Last week, we brought the Saturday school students from Refugee Community Center (RCC) to Stone Mountain. The irony was deafening, as we gathered in the parking lot at the foot of the mountain. We were Black Americans, White Americans, Sudanese, Russian, Liberian, Afghani, Rwandan, and Iraqi refugees, Latino and Western European immigrants, and mixtures of all of the above. There we stood, about 25 deep, in a super-multicultural clump on the most uniquely “United Statesian” holiday weekend we have. To be sure, we were thankful to be there and to be together. But the majority of folks in our group hadn’t celebrated Thanksgiving earlier that week.

We huddled together to ward of the chilling wind, and we hustled into the Main building to watch the Stone Mountain Movie. Though I have visited the place before, I must have missed the movie, so I was very interested to see how the story of Stone Mountain would be told. To my surprise, the film said very little about the Confederate “heroes” to whom the Mountain is dedicated. Stonewall Jackson, Jefferson Davis, and Robert E. Lee received about as much air time as it takes to say their name on the video.

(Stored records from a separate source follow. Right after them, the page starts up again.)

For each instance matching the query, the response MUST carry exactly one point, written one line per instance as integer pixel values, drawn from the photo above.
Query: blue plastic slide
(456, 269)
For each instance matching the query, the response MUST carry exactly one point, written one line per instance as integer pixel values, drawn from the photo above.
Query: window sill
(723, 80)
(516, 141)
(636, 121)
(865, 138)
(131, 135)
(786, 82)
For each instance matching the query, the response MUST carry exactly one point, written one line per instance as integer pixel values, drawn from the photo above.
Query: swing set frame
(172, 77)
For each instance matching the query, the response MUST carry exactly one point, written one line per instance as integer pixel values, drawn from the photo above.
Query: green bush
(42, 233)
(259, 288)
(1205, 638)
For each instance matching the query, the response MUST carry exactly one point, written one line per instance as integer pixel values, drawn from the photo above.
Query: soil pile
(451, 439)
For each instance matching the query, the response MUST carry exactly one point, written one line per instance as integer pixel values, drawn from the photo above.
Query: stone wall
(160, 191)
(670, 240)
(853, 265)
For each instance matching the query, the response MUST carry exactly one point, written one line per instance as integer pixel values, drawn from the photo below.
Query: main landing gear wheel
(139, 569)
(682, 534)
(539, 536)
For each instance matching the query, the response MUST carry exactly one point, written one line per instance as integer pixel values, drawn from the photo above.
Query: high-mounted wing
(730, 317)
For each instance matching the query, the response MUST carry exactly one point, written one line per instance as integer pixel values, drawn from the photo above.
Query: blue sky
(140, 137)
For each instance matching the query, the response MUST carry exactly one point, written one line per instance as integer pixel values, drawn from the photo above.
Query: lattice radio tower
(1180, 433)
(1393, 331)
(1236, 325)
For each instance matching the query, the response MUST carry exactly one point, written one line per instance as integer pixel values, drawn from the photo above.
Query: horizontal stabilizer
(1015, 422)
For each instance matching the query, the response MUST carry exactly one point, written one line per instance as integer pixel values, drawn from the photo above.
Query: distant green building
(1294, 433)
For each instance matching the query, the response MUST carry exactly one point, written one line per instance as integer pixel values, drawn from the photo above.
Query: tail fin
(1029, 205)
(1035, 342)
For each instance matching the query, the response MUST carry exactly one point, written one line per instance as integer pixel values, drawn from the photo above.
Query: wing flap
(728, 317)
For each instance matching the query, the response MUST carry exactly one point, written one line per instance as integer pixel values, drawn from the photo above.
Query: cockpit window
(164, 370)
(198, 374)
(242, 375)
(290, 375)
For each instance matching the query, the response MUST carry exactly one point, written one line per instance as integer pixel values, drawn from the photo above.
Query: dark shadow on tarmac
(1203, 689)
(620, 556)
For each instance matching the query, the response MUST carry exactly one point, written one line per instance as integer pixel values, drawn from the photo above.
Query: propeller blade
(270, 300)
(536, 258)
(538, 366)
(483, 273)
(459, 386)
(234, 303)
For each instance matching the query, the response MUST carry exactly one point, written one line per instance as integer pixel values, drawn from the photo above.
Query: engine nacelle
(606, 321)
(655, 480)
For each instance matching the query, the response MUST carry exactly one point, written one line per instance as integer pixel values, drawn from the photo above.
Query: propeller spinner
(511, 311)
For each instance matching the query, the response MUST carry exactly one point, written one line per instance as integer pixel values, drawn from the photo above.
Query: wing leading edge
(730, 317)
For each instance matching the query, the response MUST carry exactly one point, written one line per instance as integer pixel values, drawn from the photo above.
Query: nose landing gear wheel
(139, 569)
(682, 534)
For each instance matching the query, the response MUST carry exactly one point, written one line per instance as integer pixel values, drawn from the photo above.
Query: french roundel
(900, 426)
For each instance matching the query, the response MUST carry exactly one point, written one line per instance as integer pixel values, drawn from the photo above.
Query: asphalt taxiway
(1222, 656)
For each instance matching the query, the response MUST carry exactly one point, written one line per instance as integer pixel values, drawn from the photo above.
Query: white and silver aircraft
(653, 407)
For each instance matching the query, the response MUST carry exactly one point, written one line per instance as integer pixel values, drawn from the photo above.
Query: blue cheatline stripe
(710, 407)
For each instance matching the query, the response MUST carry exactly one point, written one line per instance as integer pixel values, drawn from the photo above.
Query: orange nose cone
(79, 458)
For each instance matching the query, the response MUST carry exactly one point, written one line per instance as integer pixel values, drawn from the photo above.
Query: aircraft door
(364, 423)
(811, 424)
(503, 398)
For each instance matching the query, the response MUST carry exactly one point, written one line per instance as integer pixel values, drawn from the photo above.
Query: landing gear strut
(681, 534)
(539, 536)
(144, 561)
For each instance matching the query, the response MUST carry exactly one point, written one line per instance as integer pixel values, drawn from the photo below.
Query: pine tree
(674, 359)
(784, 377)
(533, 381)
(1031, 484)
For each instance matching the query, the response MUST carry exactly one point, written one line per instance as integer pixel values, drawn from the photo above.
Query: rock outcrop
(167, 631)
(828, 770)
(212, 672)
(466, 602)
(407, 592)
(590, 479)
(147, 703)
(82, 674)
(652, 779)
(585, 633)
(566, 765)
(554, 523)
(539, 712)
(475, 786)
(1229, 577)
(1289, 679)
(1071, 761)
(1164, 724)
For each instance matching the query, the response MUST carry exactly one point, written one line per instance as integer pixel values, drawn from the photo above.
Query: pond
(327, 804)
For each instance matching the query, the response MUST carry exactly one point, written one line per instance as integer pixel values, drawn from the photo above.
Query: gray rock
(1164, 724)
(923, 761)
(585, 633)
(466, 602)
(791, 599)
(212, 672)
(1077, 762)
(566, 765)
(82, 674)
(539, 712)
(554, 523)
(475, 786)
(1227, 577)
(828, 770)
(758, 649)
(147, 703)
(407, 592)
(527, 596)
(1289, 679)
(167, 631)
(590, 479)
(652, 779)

Nor did the film talk about the Indigenous genocide, the founding of the KKK, or the century-long intentional symbolism of the White South. Instead, the film focused on the feat of creating the monument; indeed it really was quite a feat.

Talking with a few of the students after the film, we agreed that our presence was testament to how things have changed. We laughed at the thought of White supremacists seeing our group; we found strength in confronting the hate of the not-so-distant past.

Such is paradox of Stone Mountain and like places in this country and in our world. The sordid past of such places understandably repels some from visiting them at all. But others gain strength from journeying directly to the jaws of the enemy. From celebrating in spite of – perhaps because of – that same history.

To tell you the truth, it fascinates me. The multiple layers of natural and human history make our every step matter in ways that we may or may not know.

Matter of fact, if anyone wants to head out there with me next Fourth of July, I’m down to roll.